In this regard, the law should be understood not only as a legal obligation, but also as a driver to improve processes, reduce inefficiencies, and move toward production models more aligned with the circular economy of plastics.
Frequently asked questions
What is Law 7/2022 of April 8?
Law 7/2022 is the basic national regulation governing waste and contaminated soils from a perspective aligned with the circular economy.
Will this law still be in force in 2026?
Yes. It remains a central reference within the Spanish waste framework and is complemented by specific regulations and subsequent developments.
Who does Law 7/2022 affect?
Public administrations, producers, managers, and companies that generate waste or place certain products on the market.
What is its relationship with EPR?
The law strengthens extended producer responsibility and consolidates a model in which those who place products on the market assume greater obligations regarding their end of life.
Does it include the tax on non-reusable plastic packaging?
Yes. Among its measures, it includes the special tax on non-reusable plastic packaging, one of the most well-known aspects of the regulation.
What is its relationship with packaging?
The law acts as a general framework and is connected with more specific obligations regarding packaging, collection, prevention, and extended producer responsibility systems.
Conclusion
Law 7/2022 represents a significant change in the way waste, packaging, and corporate responsibility are understood within the circular economy. Adapting to this framework involves not only complying with regulations, but also improving source separation, traceability, prevention, and the recovery of materials.

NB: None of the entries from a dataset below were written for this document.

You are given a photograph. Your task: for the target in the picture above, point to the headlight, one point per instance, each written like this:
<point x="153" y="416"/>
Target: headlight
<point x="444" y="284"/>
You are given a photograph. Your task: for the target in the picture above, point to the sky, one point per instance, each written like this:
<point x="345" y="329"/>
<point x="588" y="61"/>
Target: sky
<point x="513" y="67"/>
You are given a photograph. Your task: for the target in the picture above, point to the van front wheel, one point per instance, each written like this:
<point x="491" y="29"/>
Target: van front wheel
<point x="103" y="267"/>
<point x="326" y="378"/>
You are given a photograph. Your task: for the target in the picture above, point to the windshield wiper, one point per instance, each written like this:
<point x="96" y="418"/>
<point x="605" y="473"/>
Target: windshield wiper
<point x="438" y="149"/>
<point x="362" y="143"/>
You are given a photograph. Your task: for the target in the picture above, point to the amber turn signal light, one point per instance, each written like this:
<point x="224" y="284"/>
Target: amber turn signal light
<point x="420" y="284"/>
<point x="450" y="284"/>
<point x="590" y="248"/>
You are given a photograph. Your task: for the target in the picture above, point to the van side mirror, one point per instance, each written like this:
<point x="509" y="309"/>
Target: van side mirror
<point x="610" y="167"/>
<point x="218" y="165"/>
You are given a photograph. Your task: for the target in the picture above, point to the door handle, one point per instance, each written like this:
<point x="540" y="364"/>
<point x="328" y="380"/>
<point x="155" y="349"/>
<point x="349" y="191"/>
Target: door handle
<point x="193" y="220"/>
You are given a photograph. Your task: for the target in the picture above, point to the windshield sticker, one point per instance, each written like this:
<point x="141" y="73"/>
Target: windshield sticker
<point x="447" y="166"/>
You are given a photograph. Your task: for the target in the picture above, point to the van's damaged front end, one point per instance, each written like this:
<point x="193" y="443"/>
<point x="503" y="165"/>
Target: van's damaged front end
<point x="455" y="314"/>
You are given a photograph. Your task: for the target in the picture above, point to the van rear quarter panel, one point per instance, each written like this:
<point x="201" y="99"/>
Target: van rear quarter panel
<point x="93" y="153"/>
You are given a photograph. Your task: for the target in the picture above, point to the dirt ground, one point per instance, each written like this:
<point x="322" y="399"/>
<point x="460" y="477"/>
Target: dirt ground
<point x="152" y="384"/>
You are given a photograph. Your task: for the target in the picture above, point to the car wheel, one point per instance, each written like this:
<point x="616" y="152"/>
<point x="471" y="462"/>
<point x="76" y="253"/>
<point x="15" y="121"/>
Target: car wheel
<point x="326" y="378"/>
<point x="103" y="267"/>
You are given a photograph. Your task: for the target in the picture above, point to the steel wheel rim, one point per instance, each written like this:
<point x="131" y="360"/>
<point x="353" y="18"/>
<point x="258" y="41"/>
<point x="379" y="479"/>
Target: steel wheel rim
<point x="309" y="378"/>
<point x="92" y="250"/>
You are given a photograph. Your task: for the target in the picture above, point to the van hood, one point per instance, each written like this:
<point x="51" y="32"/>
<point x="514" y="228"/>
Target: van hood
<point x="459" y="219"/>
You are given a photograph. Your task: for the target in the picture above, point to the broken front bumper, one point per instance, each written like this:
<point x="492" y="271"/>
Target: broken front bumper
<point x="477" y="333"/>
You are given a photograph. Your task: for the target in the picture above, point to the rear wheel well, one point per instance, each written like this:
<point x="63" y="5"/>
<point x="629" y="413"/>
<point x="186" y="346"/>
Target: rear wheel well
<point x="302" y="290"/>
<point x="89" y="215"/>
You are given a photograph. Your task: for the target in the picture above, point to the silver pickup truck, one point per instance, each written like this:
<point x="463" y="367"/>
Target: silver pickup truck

With more than 35 years of experience in the recovery, recycling, and valorization of plastic waste, at SINTAC we know that moving toward more circular management requires experience, innovation, and adaptability. For this reason, regulations such as Law 7/2022 should not be understood solely as an obligation, but also as an opportunity to drive more efficient processes, give materials a new life, and consolidate a more responsible, sustainable, and future-oriented industrial model.